In 1901, a bill was passed as the Tottenham and Hampstead Junction Railway Act 1901 (1 Edw. 7. c. cxv) authorising the widening of the railway and other improvements. This was followed by a bill in 1902, the Midland Railway Act 1902 (2 Edw. 7. c. cli) which gave the Great Eastern and Midland railways joint ownership of the line. The line, along with the rest of Britain's railways, was nationalised in 1948 and became part of British Rail.

In 1981, the Kentish Town branch was closed and the link to Gospel Oak reinstated.
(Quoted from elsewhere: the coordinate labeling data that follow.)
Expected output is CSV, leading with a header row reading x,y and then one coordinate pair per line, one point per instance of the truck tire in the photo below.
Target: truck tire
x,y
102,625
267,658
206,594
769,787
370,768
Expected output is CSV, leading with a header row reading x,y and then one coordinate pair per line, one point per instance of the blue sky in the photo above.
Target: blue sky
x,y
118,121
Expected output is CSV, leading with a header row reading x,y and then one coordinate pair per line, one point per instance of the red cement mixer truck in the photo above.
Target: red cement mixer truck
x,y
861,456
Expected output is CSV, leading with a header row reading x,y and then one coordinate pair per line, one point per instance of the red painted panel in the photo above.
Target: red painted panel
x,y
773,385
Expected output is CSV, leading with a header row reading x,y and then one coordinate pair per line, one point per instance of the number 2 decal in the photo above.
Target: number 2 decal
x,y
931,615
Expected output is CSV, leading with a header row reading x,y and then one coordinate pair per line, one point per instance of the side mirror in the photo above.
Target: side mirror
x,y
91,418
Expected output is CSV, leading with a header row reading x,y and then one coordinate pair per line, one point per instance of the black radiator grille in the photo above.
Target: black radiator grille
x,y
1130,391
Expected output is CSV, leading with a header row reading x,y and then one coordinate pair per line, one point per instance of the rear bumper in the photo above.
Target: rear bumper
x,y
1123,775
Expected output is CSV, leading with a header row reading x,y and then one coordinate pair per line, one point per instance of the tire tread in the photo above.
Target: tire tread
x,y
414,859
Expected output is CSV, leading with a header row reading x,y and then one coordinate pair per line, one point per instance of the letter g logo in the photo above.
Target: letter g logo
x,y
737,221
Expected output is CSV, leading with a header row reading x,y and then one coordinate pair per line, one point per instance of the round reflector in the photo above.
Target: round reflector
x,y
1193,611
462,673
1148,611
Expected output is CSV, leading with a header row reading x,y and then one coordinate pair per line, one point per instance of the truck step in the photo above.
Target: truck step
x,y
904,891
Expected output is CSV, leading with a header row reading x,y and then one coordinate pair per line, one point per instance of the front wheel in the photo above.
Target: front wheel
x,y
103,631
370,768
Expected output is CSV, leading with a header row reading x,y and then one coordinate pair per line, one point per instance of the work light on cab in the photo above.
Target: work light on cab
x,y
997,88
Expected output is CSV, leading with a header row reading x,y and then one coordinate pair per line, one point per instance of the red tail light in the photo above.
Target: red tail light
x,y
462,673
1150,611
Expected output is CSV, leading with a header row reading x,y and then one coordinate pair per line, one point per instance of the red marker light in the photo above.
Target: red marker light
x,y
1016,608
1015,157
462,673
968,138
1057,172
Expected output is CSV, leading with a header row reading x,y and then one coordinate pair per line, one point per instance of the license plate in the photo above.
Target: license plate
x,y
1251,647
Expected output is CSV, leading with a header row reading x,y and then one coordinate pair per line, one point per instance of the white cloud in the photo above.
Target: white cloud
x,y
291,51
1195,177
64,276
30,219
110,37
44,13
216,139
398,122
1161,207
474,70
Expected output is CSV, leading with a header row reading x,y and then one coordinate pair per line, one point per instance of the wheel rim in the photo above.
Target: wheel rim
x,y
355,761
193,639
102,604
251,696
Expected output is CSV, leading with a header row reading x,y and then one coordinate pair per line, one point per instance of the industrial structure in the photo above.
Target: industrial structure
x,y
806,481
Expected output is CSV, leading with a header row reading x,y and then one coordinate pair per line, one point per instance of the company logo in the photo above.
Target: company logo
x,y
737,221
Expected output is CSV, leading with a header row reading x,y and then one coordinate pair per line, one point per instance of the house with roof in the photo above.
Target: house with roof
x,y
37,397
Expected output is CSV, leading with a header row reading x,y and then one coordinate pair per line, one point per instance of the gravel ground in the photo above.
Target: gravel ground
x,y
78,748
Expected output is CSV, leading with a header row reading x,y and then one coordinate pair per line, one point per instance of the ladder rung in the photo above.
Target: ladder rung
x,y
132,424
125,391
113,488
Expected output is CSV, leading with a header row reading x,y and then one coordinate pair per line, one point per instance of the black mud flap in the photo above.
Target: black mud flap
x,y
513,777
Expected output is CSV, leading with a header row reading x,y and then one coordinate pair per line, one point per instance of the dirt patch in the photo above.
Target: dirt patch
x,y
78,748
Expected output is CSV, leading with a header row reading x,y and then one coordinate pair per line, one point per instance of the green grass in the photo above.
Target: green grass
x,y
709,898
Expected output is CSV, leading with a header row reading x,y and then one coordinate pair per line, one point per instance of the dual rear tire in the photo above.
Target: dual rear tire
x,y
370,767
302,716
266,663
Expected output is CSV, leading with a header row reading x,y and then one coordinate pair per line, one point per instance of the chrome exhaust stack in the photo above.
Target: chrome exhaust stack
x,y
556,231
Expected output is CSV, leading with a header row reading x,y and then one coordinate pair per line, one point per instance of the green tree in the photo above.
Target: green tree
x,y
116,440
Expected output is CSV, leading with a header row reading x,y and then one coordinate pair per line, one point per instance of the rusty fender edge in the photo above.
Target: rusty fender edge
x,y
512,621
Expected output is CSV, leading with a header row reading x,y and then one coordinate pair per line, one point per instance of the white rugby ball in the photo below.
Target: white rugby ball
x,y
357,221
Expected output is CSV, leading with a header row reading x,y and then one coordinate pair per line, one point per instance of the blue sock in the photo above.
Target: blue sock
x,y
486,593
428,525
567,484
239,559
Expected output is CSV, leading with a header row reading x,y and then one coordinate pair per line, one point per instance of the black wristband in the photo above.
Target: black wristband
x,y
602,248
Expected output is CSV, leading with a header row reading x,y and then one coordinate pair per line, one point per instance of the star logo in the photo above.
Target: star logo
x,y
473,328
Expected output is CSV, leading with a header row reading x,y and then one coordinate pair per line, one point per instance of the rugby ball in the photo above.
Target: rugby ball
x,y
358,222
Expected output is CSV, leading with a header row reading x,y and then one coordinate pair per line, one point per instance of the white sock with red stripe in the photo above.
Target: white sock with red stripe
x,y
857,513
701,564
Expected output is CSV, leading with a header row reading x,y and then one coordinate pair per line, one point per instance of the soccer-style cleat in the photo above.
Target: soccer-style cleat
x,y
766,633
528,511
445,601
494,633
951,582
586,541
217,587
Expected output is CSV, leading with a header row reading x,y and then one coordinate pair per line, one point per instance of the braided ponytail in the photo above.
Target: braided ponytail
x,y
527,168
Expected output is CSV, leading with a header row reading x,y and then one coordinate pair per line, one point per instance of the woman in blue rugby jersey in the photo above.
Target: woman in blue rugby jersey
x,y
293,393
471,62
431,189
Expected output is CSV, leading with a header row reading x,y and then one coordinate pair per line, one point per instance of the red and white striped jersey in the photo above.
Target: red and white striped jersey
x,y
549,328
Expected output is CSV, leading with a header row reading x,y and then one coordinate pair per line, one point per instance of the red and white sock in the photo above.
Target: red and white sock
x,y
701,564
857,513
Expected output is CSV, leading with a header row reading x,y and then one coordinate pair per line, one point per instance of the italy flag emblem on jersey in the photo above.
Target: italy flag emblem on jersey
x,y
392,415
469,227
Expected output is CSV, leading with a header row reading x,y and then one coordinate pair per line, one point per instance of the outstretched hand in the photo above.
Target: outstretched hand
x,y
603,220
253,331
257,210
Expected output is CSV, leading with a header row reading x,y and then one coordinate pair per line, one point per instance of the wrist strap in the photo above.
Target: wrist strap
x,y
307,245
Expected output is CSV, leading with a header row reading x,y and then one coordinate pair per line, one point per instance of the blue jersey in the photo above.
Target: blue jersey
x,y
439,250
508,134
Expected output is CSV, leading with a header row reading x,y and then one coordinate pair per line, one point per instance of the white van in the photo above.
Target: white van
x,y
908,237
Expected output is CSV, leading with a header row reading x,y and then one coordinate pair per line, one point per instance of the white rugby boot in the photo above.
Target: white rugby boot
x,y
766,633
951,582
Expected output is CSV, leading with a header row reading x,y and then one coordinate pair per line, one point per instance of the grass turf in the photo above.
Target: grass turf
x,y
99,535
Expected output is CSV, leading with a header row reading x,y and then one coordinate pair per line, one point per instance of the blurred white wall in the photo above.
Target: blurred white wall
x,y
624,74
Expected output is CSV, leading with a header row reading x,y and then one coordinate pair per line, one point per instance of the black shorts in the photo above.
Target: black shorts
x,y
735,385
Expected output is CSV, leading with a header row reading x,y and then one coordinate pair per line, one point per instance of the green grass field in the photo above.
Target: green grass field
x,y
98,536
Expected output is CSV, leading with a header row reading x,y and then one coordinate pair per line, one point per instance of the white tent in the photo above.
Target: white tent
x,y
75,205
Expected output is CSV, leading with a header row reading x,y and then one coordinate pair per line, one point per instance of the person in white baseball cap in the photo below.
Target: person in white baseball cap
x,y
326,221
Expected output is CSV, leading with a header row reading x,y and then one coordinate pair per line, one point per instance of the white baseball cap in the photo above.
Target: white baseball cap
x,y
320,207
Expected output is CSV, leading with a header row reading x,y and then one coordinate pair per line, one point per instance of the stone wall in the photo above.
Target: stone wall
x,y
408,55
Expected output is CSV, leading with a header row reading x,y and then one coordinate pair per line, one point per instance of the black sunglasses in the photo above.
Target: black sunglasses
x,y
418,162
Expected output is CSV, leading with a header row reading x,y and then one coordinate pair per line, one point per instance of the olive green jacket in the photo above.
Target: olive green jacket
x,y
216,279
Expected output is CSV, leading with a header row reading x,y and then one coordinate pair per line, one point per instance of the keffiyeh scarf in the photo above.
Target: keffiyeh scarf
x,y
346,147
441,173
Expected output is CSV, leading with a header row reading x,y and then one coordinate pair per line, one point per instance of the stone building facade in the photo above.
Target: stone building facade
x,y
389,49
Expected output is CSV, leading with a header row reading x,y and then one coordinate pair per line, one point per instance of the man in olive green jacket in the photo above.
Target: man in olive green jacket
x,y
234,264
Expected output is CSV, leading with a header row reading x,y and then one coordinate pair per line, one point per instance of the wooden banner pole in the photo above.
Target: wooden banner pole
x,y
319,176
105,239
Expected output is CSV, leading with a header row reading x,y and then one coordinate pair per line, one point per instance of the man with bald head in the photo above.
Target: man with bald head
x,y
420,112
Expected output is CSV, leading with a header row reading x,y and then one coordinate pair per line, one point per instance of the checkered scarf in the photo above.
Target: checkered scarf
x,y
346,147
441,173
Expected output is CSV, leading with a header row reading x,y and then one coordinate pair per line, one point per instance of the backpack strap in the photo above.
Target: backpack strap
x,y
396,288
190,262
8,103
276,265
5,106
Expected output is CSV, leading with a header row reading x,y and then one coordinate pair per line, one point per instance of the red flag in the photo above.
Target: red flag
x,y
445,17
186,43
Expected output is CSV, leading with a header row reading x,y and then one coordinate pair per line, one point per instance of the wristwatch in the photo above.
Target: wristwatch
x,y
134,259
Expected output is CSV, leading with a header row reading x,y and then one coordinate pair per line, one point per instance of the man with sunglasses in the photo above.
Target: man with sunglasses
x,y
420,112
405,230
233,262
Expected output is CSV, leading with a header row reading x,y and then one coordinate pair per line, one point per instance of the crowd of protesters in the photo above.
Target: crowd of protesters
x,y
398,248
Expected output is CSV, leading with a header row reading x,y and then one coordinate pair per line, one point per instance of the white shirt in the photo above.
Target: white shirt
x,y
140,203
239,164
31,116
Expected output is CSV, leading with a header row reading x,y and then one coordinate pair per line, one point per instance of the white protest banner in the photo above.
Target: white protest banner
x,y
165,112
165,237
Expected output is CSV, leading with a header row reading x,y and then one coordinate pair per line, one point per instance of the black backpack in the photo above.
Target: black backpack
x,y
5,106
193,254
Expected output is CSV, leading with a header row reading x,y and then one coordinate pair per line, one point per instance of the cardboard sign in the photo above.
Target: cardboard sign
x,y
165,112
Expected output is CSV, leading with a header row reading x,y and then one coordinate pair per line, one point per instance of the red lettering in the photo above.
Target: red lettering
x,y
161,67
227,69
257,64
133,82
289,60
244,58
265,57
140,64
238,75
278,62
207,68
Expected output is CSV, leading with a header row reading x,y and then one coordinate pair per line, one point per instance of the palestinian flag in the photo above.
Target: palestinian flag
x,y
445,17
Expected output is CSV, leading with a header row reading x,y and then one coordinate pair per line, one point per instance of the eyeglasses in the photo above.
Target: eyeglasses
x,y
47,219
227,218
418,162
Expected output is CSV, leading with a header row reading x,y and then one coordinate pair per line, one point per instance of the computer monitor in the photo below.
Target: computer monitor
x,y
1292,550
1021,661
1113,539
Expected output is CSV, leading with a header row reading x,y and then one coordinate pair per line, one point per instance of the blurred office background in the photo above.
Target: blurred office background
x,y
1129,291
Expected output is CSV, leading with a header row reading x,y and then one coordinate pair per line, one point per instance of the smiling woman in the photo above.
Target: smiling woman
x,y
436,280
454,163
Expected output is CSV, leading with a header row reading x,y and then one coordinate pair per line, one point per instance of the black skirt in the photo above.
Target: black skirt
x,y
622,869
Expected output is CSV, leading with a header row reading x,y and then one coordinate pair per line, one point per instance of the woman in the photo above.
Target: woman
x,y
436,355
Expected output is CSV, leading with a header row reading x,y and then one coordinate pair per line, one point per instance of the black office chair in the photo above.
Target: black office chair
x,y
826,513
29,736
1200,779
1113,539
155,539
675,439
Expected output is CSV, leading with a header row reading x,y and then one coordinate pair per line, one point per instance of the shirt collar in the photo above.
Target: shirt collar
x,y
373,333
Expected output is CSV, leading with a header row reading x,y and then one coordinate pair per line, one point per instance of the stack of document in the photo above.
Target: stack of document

For more recent history see the Gospel Oak to Barking line.

== Stations ==
The line had the following stations (listed from east to west using the original station names):

- Tottenham (existing, service abandoned 1870)
- South Tottenham & Stamford Hill (existing) (added 1872, replacing Tottenham) [now called 'South Tottenham']
- St Ann's Road (new) (opened 1882, closed 1942)
- Green Lanes (new) (opened 1880) [now called 'Harringay Green Lanes']
- Crouch Hill (new)
- Hornsey Road (new) (opened 1872, closed 1943)
- Upper Holloway (new)
- Junction Road (new) (opened 1872, closed 1943)
- Branch:
- Highgate Road {Low Level} (new) (opened 1900, closed 1918)
- Kentish Town (existing, added 1870, line abandoned 1981)
- Highgate Road {High Level} (new) (closed 1915)
- Gospel Oak (existing, added 1888, abandoned 1926, line reopened 1981)

== Current status ==
The branch to Kentish Town closed in 1981 because there was not track capacity at Kentish Town because of the introduction of the Thameslink electrification project. The remainder of the line now forms part of the Gospel Oak to Barking line, part of the London Overground.